Adapun Asia Managing Director Aberdeen Standard Investment, Hugh Young, juga turut hadir sebagai pembicara utama dalam acara tersebut yang dihadiri oleh lebih dari 100 pelaku industri professional.

Dalam diskusi mengenai pandangan para investor mancanegara terhadap Indonesia, Young mengatakan, bahwa Indonesia memiliki fondasi yang kuat serta perekonomian yang berpotensi tumbuh sebesar 7%. Sektor “yang sudah ada sejak dahulu,” seperti di bidang telekomunikasi, perbankan, konsumen, dan semen lebih diminati oleh investor global.

Sementara itu, pada tanggal 1 Juni 2018 lalu, utang dalam denominasi rupiah Indonesia masuk dalam Indeks Bloomberg Global Aggregate untuk pertama kalinya. Hal ini memunculkan respon yang baik karena dapat memberikan pengaruh positif terhadap obligasi bernilai rupiah dalam jangka menengah dan mendorong lebih banyak investor asing agar mau bergabung dalam pasar obligasi.

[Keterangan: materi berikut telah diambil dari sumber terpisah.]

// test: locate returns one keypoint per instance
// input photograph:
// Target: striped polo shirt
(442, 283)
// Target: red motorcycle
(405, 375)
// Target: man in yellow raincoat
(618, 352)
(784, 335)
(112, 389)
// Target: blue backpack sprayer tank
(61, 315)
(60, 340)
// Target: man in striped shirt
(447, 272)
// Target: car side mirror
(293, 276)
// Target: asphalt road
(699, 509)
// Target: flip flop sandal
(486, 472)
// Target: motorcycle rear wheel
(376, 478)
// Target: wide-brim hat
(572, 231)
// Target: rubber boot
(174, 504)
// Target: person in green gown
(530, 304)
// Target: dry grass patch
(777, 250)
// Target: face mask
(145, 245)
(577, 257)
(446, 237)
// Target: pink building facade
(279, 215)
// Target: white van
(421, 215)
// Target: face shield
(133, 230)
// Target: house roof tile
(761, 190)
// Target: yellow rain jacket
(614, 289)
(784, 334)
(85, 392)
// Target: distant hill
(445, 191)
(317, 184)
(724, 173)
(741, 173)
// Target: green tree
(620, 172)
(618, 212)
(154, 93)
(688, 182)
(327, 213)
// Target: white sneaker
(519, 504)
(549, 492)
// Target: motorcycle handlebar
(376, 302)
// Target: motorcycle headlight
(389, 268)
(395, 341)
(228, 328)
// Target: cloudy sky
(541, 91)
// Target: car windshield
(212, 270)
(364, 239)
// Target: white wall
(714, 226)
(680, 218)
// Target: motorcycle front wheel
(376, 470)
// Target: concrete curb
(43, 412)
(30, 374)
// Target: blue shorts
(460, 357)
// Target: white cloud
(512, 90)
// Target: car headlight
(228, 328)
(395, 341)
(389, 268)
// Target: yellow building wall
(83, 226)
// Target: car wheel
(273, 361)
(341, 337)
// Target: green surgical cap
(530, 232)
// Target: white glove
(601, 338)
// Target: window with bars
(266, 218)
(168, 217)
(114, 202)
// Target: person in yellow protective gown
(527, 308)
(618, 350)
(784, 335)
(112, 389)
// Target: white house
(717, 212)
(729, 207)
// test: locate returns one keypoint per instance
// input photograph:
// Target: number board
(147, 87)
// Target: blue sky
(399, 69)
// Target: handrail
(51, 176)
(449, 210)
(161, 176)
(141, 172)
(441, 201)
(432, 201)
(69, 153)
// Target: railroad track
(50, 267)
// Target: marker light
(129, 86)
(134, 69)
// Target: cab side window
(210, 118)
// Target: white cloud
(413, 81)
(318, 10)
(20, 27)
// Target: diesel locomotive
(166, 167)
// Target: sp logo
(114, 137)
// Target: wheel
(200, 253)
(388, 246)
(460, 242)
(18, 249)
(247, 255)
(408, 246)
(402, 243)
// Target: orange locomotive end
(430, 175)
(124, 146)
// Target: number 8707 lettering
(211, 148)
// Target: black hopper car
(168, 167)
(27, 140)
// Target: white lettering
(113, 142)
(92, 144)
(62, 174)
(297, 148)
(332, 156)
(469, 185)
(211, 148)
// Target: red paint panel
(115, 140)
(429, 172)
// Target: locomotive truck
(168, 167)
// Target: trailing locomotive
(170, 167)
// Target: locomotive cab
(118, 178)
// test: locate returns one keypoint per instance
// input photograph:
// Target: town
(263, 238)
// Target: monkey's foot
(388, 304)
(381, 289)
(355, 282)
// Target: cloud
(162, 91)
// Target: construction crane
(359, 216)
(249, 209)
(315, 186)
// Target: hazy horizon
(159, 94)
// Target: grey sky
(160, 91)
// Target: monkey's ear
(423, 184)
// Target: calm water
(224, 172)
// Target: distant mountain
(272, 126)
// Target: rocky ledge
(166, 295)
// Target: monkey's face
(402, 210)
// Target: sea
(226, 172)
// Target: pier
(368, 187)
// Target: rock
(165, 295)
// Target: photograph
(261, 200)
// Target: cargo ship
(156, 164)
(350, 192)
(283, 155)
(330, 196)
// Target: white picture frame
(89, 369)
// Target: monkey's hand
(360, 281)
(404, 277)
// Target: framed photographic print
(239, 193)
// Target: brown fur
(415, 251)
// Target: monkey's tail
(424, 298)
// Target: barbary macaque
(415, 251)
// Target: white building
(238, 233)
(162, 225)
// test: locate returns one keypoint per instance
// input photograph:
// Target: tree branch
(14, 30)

Menteri Keuangan Indonesia Sri Mulyani Indrawati mengatakan, bahwa dirinya berharap arus modal masuk (capital inflow) meningkat $5 hingga $7 milyar, dan dapat membantu Indonesia menjadi lebih kompetitif dalam hal penjualan obligasi ke depannya.    

Adapun para pengelola asset di Indonesia masih fokus di pasar dalam negeri. Karena semakin banyak pembeli buyside Indonesia yang hendak berekspansi ke luar negeri, Khera menyatakan bahwa Indonesia perlu mengikuti best practice berstandar global dalam mengelola prortofolio, risiko, dan juga likuiditas agar mampu menarik para investor mancanegara.

Menurut white paper Bloomberg, para pengelola aset terdepan di dunia mulai mengimplementasikan pendekatan berbasis data yang berjangka panjang agar mampu mencapai target dan meningkatkan efisiensi operasional.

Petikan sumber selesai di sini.